With this philosophy, the team set out to construct a powerful, reusable training procedure that could deliver high performance on FGVC tasks without relying on architecture-specific modifications. The core idea was to start with an efficient backbone like ResNet-50 and focus entirely on refining the training pipeline, ensuring the recipe could be broadly applied to other architectures with minimal adjustments. They meticulously collected and compounded best practices from several influential papers, including those on “Bag of Tricks for Image Classification,” “Compounding Performance Improvements,” and Wightman’s “ResNet Strikes Back” work.

To validate their evolving training pipeline, the researchers utilized the Stanford Cars dataset, a widely accepted FGVC benchmark featuring 196 car categories and over 16,000 images, all cropped to bounding boxes to simulate a downstream classification scenario.
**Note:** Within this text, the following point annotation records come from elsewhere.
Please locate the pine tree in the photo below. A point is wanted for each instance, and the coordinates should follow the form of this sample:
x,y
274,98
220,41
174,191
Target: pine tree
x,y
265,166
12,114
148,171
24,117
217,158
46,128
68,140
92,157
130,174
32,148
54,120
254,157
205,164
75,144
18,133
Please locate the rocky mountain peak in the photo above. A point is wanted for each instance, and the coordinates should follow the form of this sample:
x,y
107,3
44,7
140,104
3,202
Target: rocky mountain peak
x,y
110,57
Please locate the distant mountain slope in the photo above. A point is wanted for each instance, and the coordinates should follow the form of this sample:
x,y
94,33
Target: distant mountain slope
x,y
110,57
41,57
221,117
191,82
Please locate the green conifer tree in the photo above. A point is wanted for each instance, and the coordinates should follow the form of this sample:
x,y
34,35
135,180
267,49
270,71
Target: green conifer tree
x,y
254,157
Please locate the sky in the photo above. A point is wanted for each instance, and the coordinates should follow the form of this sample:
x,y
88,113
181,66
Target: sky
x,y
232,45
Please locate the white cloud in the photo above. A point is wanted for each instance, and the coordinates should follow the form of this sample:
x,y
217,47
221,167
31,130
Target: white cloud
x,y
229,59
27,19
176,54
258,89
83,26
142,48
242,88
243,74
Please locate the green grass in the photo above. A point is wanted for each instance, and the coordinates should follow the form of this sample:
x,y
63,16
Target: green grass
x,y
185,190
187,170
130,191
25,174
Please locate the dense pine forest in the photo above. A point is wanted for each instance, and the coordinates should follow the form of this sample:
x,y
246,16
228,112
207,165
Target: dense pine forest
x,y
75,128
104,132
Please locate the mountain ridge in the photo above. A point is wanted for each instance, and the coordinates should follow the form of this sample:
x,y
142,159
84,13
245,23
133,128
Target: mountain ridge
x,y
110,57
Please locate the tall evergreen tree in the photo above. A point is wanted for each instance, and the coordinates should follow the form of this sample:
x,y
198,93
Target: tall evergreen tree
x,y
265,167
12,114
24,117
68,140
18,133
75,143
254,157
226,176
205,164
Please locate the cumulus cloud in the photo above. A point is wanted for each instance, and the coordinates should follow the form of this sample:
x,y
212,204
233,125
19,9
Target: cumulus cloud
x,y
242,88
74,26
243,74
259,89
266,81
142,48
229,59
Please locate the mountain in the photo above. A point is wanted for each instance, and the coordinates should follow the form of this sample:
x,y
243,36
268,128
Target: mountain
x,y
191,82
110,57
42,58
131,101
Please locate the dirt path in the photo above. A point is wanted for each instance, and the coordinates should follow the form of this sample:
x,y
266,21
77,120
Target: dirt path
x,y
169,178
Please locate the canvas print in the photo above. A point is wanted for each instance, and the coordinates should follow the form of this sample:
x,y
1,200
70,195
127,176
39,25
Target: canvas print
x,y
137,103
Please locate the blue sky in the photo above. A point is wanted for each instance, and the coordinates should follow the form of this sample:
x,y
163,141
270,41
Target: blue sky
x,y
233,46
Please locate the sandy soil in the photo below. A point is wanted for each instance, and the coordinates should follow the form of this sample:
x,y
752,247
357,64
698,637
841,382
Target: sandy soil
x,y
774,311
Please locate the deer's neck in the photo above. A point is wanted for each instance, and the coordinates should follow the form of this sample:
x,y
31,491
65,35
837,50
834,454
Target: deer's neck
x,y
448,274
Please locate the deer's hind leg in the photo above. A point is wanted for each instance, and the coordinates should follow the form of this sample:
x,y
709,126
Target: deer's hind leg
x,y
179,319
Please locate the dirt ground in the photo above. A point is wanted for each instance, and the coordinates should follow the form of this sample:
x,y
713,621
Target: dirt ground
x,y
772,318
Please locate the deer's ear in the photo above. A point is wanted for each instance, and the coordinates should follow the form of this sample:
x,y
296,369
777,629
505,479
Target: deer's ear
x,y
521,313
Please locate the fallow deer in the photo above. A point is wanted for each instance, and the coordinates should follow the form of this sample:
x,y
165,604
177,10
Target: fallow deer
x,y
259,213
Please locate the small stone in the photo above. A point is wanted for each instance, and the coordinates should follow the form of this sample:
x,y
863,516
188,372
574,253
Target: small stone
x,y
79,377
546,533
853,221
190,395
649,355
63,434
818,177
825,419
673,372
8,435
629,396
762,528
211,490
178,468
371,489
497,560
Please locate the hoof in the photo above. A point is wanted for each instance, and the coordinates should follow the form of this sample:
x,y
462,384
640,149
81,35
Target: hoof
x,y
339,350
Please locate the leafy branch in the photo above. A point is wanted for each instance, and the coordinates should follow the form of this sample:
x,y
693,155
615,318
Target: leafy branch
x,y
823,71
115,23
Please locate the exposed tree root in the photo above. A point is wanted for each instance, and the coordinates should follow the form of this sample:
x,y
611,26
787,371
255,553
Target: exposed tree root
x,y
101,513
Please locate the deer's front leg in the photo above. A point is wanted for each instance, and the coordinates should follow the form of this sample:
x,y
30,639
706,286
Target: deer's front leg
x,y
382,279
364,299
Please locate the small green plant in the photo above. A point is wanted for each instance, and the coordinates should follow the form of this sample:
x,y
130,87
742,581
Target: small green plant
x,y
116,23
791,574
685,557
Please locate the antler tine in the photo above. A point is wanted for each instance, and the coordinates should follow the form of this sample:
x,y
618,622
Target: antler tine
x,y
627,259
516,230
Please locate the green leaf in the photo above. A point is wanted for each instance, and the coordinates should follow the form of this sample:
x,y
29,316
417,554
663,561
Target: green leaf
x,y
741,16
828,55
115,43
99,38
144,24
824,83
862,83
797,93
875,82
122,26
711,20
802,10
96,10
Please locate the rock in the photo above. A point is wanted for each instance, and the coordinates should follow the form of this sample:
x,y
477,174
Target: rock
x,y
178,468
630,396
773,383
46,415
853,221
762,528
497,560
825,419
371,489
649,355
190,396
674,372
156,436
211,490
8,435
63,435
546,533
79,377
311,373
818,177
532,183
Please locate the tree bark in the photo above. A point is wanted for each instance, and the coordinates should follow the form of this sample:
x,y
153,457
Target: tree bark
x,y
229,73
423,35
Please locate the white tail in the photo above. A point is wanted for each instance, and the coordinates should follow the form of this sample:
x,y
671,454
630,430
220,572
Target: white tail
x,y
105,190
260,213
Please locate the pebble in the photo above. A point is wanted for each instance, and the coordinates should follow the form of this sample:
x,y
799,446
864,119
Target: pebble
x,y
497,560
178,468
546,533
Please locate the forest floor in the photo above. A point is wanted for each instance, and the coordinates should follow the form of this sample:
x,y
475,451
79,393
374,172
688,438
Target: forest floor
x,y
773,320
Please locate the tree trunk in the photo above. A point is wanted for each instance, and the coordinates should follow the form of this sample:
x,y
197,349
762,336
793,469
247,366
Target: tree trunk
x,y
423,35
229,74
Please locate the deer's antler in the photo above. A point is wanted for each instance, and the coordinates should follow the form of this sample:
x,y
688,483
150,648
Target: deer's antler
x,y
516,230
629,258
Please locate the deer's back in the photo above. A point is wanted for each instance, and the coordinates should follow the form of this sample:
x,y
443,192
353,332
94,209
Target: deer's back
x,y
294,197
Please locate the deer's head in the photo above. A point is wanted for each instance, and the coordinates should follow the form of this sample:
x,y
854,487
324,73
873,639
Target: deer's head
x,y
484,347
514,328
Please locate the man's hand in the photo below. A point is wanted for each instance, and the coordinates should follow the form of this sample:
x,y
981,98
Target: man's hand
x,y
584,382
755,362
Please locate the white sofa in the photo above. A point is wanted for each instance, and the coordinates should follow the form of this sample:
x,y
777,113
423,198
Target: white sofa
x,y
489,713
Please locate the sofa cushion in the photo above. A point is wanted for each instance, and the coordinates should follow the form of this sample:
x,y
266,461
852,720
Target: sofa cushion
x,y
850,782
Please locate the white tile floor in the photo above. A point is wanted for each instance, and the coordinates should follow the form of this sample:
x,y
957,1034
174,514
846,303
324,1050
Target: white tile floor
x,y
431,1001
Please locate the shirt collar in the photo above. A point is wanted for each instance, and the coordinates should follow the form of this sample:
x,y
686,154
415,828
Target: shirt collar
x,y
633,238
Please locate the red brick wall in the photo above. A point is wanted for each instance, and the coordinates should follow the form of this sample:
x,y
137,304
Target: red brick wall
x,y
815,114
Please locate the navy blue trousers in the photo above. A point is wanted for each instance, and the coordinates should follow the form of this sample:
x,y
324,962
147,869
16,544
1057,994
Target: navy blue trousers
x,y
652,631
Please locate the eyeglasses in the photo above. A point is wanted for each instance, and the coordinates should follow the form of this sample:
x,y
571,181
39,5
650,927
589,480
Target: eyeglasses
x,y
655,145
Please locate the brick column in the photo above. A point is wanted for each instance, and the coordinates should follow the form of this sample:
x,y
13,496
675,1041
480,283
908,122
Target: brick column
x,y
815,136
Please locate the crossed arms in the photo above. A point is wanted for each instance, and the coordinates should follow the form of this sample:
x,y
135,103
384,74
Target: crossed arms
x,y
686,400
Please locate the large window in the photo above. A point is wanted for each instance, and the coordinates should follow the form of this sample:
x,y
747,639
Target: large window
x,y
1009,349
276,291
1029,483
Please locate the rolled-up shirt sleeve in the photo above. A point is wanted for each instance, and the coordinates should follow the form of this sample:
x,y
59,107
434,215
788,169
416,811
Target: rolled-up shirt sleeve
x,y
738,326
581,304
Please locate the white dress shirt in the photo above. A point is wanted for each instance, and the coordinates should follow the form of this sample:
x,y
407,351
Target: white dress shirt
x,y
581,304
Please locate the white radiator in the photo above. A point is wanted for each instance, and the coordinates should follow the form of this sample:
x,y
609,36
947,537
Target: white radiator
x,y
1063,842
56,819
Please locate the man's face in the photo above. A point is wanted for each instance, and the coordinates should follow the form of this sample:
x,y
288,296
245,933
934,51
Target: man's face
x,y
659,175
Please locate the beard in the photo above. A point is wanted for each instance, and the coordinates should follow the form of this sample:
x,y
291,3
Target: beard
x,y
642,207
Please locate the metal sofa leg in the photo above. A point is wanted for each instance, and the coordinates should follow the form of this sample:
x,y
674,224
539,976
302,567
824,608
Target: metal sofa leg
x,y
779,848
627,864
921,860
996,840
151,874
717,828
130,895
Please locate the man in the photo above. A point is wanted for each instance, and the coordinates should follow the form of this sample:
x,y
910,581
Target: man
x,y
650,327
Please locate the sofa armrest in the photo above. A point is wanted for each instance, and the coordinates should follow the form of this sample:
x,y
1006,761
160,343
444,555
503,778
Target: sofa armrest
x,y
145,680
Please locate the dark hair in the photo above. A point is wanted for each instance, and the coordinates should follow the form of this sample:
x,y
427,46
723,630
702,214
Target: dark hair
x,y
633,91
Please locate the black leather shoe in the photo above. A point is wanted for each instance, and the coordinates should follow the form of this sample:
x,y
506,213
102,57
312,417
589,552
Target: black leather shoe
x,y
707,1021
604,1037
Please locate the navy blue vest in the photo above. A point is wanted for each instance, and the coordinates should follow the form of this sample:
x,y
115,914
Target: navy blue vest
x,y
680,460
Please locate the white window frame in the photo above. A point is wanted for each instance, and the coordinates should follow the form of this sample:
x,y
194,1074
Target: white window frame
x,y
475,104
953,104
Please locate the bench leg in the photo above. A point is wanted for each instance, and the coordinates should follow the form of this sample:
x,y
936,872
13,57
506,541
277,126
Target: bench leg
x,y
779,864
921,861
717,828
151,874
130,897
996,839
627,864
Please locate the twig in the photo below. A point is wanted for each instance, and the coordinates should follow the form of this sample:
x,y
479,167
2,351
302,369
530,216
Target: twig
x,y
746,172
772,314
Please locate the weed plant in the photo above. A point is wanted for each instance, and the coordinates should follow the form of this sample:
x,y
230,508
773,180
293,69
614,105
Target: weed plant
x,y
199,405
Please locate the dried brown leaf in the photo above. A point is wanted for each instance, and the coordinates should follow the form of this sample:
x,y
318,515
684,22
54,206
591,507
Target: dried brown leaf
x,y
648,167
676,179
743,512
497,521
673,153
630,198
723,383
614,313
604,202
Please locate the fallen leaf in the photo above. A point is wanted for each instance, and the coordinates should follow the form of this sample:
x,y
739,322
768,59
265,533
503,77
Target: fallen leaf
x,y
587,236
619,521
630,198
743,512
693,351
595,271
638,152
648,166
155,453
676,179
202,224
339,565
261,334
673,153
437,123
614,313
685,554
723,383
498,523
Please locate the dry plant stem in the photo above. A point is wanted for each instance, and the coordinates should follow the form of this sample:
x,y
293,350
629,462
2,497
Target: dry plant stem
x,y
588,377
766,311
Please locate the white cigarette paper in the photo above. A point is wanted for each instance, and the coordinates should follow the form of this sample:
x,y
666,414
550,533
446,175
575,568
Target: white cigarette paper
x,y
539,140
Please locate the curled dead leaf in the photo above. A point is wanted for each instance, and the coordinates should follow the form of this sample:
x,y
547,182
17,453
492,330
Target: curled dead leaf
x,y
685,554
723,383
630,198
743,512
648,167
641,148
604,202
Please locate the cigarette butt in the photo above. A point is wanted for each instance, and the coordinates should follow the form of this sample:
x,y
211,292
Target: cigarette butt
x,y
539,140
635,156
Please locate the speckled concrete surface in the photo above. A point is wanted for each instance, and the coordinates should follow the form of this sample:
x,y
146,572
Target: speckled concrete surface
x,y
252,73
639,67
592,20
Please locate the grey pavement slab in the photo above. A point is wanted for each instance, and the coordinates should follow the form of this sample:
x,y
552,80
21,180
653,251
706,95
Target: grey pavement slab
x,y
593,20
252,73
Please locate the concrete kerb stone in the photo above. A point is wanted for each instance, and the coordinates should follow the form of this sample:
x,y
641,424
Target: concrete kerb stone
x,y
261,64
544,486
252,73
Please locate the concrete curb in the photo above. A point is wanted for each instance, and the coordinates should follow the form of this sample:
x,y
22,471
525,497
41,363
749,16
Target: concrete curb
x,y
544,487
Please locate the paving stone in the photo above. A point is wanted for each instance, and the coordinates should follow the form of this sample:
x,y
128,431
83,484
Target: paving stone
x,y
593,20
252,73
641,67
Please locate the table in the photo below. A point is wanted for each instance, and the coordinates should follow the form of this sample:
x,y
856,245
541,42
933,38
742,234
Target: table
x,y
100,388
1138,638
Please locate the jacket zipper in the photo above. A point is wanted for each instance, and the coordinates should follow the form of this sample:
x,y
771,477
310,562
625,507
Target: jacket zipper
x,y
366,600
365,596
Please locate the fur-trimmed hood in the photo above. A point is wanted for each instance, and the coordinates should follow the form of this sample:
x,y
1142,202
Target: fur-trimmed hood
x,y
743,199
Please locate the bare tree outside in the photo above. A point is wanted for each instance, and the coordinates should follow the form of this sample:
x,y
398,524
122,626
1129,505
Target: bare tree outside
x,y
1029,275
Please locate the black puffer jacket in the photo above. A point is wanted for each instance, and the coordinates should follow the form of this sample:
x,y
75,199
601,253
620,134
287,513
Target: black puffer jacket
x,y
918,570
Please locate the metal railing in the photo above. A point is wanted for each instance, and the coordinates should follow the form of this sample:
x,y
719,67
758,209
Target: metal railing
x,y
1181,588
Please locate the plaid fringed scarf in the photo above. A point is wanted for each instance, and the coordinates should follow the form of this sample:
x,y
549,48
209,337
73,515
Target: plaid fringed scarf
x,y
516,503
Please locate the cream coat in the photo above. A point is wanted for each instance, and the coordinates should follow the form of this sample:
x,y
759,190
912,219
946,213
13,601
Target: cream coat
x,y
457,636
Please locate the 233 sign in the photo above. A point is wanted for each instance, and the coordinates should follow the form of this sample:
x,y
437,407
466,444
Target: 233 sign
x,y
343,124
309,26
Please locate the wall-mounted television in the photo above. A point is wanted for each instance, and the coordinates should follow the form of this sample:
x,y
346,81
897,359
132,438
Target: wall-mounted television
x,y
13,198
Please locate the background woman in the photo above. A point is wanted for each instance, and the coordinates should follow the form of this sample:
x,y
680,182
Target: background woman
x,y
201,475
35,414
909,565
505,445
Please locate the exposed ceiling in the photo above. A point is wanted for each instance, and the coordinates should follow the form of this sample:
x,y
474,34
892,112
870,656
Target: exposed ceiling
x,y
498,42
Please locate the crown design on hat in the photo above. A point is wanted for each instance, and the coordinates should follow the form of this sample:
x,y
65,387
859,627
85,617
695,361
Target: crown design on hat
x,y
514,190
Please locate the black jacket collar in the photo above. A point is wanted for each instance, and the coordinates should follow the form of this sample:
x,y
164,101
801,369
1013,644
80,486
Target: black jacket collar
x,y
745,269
Their initial baseline, using a ResNet-50 model pre-trained on ImageNet and trained for 600 epochs with Nesterov Accelerated Gradient optimization, a learning rate of 0.01, and a batch size of 32, achieved an accuracy of 88.22%.

The team then systematically introduced improvements. Implementing large batch training (batch size 128, learning rate 0.1) combined with a linear learning rate warmup strategy immediately boosted accuracy to 89.21%. A significant leap occurred with the adoption of TrivialAugment, a remarkably simple yet effective parameter-free data augmentation technique that randomly samples and applies augmentations. This alone propelled accuracy to 92.66%. Further refinements included switching to a cosine learning rate decay, which nudged the accuracy to 93.22%, and the introduction of label smoothing. This technique, which softens ground truth labels to reduce model overconfidence, not only improved regularization but also allowed for a higher initial learning rate (0.4), culminating in a robust 94.5% accuracy. Additional regularization came from Random Erasing, which randomly obscures parts of images, boosting accuracy to 94.93%. Finally, Exponential Moving Average (EMA) was incorporated. While EMA consistently improved stability and generalization in isolated tests, its integration into the full, already optimized pipeline showed no further incremental gain. However, due to its overall benefits and low overhead, it was retained in the final recipe for its general applicability.

The team also explored other common optimization techniques that ultimately did not yield improvements for this specific task. Weight decay consistently regressed performance, while advanced augmentation methods like Cutmix and Mixup also proved detrimental. Although AutoAugment delivered strong results, TrivialAugment was preferred for its superior performance and parameter-free nature, simplifying the tuning process. Among various optimizers and learning rate schedulers tested, Nesterov Accelerated Gradient and Cosine Annealing consistently delivered the best results.

In conclusion, by systematically applying and compounding modern training best practices to a standard ResNet-50 architecture, Multitel achieved strong performance on the Stanford Cars dataset, pushing accuracy to nearly 95%. This demonstrates that careful tuning of established techniques can significantly enhance a general-purpose model’s capabilities in fine-grained classification. However, it is crucial to acknowledge the limitations of such benchmarks. The Stanford Cars dataset is nearly class-balanced, features high-quality, mostly frontal images, and lacks significant occlusion or real-world noise. It does not fully address challenges like long-tailed distributions, domain shift, or the recognition of unseen classes, which are pervasive in practical applications. While this research provides a robust baseline and proof of concept, building a truly production-ready system capable of handling the inherent complexities of real-world data remains a continuous endeavor.